童玉錦明白了,“你想把事情辦得讓對方及政敵無話可說”
“還有讓所有窺見開國公府的人收斂”
童玉錦點點頭,“我明白了!我需要第一手資料”
“我讓小開給你”
“好,”童玉錦顯得有些興奮,眼睛晶晶亮,夏琰明白小妻子一有事做就會如此表現(xiàn),暗暗嘆了口氣,搖頭笑笑,這女人!
第二天,童玉錦到夏琰書房呆了一天,了解庶長姐的婚姻狀況,并且找到了過世大姨娘的貼身嬤嬤,拿到了當(dāng)年出嫁的嫁妝單子,又了解了庶長姐夫人呂從文其人。
呂從文,江南某縣郡人士,出生于一個中小官僚家庭,祖父及父親都做過地方官,但官職都不高,最高時不過下行縣從七品縣令,他少年有才名,在家鄉(xiāng)被人稱為神童,是誠嘉三年的進士,且是三甲進士,所以只能進翰林院做個小小的從九品侍詔,十五年了,到現(xiàn)在才升了四級,變成從七品檢討,跟文史典籍打交道,根本沒實權(quán),是個清流,有些人就愛做個清流史官,那也不錯,可是從資料來看,她這個庶長姐夫并不能守這份清流赤貧,好像走了不少門路,倒是有些意思。
當(dāng)童玉錦打聽到庶長姐的嫁妝都被更名后,覺得這件事復(fù)雜了,想了想帶著一雙兒女親自去了呂宅,不,確切的說,它應(yīng)當(dāng)叫夏宅才對,這是夏家的產(chǎn)業(yè)。
當(dāng)秋蓮打開門縫時,看到是童玉錦來時,先是一愣,既而捂嘴大哭,邊哭邊用力推開了大銅門。
童玉錦叫道,“丁小五”
“夫人,在”
“幫大姑夫人家的門樞上點油”
“是,夫人”
秋蓮連忙擺手,“不用,不用,夫人,讓我來”
童玉錦微微一笑,“不用你,你帶路”
“是,夫人!”秋蓮興奮的眼淚又流了出來。
童玉錦邊走邊看,三進三出的大宅子,在陽光燦爛的八夏竟顯得蕭蕭瑟瑟,一點人氣都沒有,暗暗嘆了口氣,開公國府的大小姐又怎么樣,照樣被人欺成這樣,為何這樣?童玉錦覺得開國公有不可推卸的責(zé)任,竟讓女兒給人欺成這樣不聞不問,好像有權(quán)力的夏琰責(zé)任更大,難道要怪夏琰?童玉錦深深的嘆了口氣,誰是誰非已經(jīng)說不清了。

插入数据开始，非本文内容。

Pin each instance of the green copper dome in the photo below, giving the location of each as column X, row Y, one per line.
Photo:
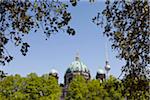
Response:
column 77, row 65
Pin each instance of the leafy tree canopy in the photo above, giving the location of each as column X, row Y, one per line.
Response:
column 21, row 17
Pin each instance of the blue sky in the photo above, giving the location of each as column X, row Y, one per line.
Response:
column 60, row 49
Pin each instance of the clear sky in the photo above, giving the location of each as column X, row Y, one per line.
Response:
column 60, row 49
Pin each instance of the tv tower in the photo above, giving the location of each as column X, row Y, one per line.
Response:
column 107, row 66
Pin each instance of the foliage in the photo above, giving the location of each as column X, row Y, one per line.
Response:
column 81, row 89
column 30, row 87
column 126, row 24
column 21, row 17
column 114, row 88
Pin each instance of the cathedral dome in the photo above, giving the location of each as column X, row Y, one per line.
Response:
column 100, row 71
column 76, row 66
column 53, row 71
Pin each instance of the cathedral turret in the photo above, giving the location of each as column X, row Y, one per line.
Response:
column 54, row 73
column 77, row 67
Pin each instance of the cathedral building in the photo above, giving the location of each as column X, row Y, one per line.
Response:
column 77, row 67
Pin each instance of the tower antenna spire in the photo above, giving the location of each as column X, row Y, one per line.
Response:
column 77, row 55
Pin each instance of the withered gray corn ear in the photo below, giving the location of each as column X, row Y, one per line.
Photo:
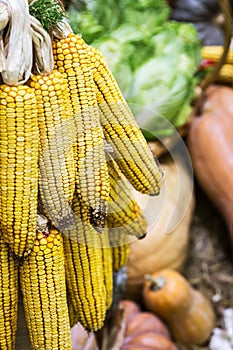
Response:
column 43, row 285
column 85, row 271
column 56, row 156
column 124, row 213
column 132, row 153
column 19, row 140
column 71, row 58
column 8, row 297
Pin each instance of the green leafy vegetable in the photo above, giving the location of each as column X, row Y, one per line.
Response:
column 153, row 59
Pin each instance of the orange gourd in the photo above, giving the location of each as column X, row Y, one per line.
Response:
column 159, row 249
column 210, row 144
column 187, row 312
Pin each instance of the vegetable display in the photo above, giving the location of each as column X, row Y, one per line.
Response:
column 67, row 137
column 205, row 15
column 154, row 60
column 187, row 311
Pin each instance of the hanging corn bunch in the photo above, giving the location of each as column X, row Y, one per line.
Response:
column 70, row 152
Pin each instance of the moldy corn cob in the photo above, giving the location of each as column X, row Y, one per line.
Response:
column 8, row 297
column 124, row 214
column 42, row 279
column 92, row 185
column 56, row 156
column 120, row 129
column 87, row 280
column 19, row 140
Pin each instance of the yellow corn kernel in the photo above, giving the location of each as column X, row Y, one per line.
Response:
column 42, row 278
column 8, row 297
column 56, row 157
column 92, row 184
column 85, row 275
column 19, row 140
column 226, row 74
column 124, row 213
column 132, row 153
column 215, row 52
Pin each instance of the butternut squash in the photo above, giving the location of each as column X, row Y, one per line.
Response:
column 159, row 249
column 210, row 143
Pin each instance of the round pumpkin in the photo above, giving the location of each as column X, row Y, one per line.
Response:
column 158, row 249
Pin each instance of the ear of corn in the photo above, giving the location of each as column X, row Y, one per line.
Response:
column 42, row 278
column 107, row 261
column 8, row 297
column 19, row 139
column 124, row 213
column 120, row 248
column 226, row 74
column 73, row 316
column 132, row 153
column 72, row 59
column 215, row 52
column 56, row 157
column 86, row 278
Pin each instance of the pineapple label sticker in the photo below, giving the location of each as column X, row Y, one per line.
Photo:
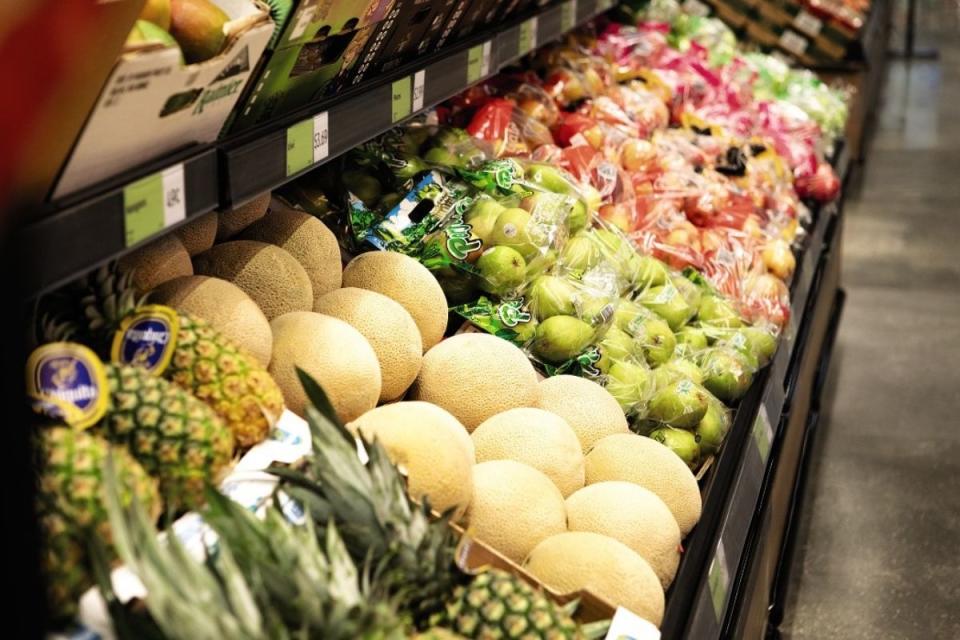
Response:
column 147, row 338
column 66, row 381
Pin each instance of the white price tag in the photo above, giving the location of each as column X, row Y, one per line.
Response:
column 419, row 84
column 174, row 195
column 628, row 625
column 696, row 8
column 321, row 137
column 794, row 43
column 718, row 579
column 808, row 24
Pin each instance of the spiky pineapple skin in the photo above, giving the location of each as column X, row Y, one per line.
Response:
column 229, row 380
column 71, row 505
column 496, row 605
column 176, row 437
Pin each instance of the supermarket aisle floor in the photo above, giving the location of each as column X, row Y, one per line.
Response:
column 877, row 551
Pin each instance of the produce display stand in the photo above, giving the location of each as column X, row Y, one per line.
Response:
column 730, row 580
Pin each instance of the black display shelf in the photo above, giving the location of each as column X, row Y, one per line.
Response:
column 707, row 591
column 74, row 235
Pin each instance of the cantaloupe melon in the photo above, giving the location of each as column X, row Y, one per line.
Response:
column 644, row 461
column 606, row 567
column 334, row 353
column 587, row 407
column 225, row 306
column 268, row 274
column 429, row 444
column 514, row 507
column 163, row 259
column 199, row 233
column 475, row 376
column 635, row 516
column 305, row 238
column 408, row 282
column 535, row 437
column 387, row 327
column 232, row 221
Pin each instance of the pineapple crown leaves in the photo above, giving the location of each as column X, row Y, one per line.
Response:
column 414, row 554
column 187, row 598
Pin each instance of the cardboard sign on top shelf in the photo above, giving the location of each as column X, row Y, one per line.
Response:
column 319, row 44
column 153, row 103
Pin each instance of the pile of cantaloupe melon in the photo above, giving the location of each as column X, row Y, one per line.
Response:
column 546, row 472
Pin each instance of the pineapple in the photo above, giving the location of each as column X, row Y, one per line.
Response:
column 173, row 435
column 71, row 501
column 205, row 363
column 368, row 504
column 268, row 579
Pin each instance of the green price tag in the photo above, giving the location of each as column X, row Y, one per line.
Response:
column 528, row 37
column 763, row 434
column 718, row 579
column 400, row 99
column 568, row 15
column 143, row 209
column 474, row 64
column 299, row 146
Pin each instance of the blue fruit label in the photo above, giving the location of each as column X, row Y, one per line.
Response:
column 67, row 381
column 147, row 338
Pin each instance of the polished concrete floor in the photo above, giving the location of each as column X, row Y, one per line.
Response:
column 878, row 552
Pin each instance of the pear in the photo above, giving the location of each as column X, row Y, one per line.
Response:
column 654, row 338
column 718, row 312
column 694, row 337
column 628, row 312
column 713, row 427
column 198, row 27
column 726, row 372
column 681, row 403
column 511, row 230
column 552, row 296
column 615, row 345
column 561, row 338
column 684, row 367
column 690, row 292
column 502, row 270
column 629, row 383
column 580, row 254
column 482, row 217
column 549, row 178
column 667, row 302
column 681, row 442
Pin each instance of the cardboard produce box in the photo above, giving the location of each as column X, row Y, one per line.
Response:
column 153, row 104
column 318, row 46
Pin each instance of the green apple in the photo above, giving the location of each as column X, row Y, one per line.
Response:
column 680, row 403
column 654, row 339
column 667, row 302
column 362, row 185
column 580, row 253
column 552, row 296
column 629, row 383
column 690, row 292
column 694, row 337
column 726, row 373
column 718, row 312
column 502, row 270
column 713, row 427
column 579, row 217
column 684, row 367
column 616, row 345
column 681, row 442
column 561, row 338
column 549, row 178
column 511, row 230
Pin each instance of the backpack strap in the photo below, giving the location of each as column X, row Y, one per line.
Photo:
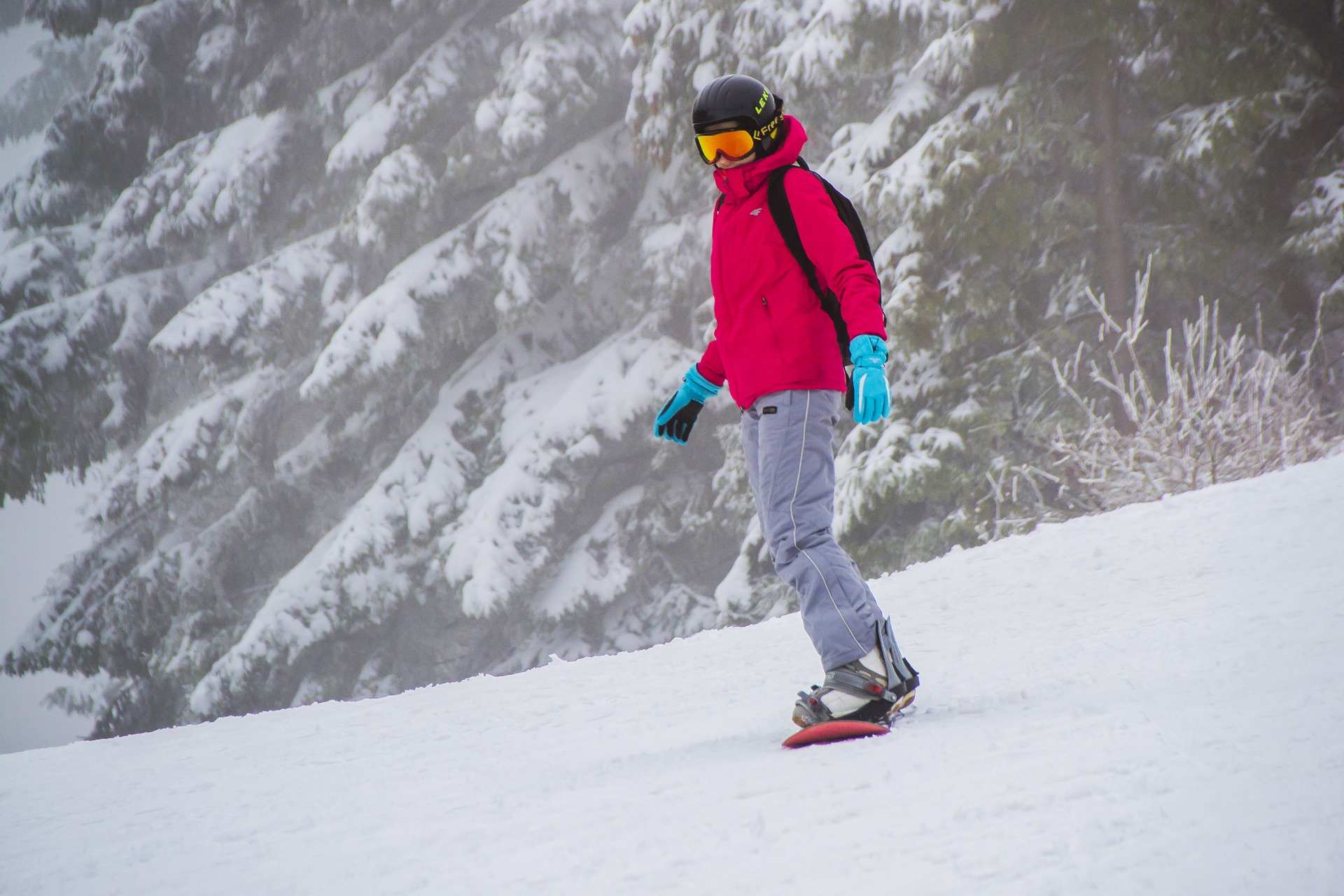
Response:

夏淑瑩從沒有想過夏琰真會插手這件事,并且讓她夫人親自登門,她掙扎著起來了床,讓女兒扶著自己,給童玉錦行了大禮。
童玉錦連忙扶起她,“大姐快請起!”
夏淑瑩聽到童玉錦叫自己大姐,本以為自己不會再流淚的雙眼,流下了兩行滾燙的淚水。
童玉錦看得心酸,眼睛也有濕意,“對不起,大姐,我們來晚了!”
夏淑瑩搖頭哭道,“不……不……是我無能,把日子過成這樣,讓你們見笑了”
“大姐,不要這樣說,一個人如果渣,不是彼時,就是此時,他一定會暴露出來的,你不能把有所的責(zé)任都攬到自己身上”
“我……”夏淑瑩無聲的流著淚,她不知道該如何說這樁婚姻,如何說自己的夫婿,這個男人靠投父親喜好,用一幅古畫贏得了父親的好感,住在深宅大院的姨娘見父親身邊有青年才俊,想著青年才俊總有一天會飛黃騰達,讓自己的女兒婦憑夫貴,可世事如此難料,自己竟活到今天這般田地。
“大姐,坐吧,我們聊聊天”
“好,好,我們聊聊天……”夏淑瑩的苦悶多想找個人來傾訴啊,她沒有想到會是嫡弟候爺?shù)钠拮印?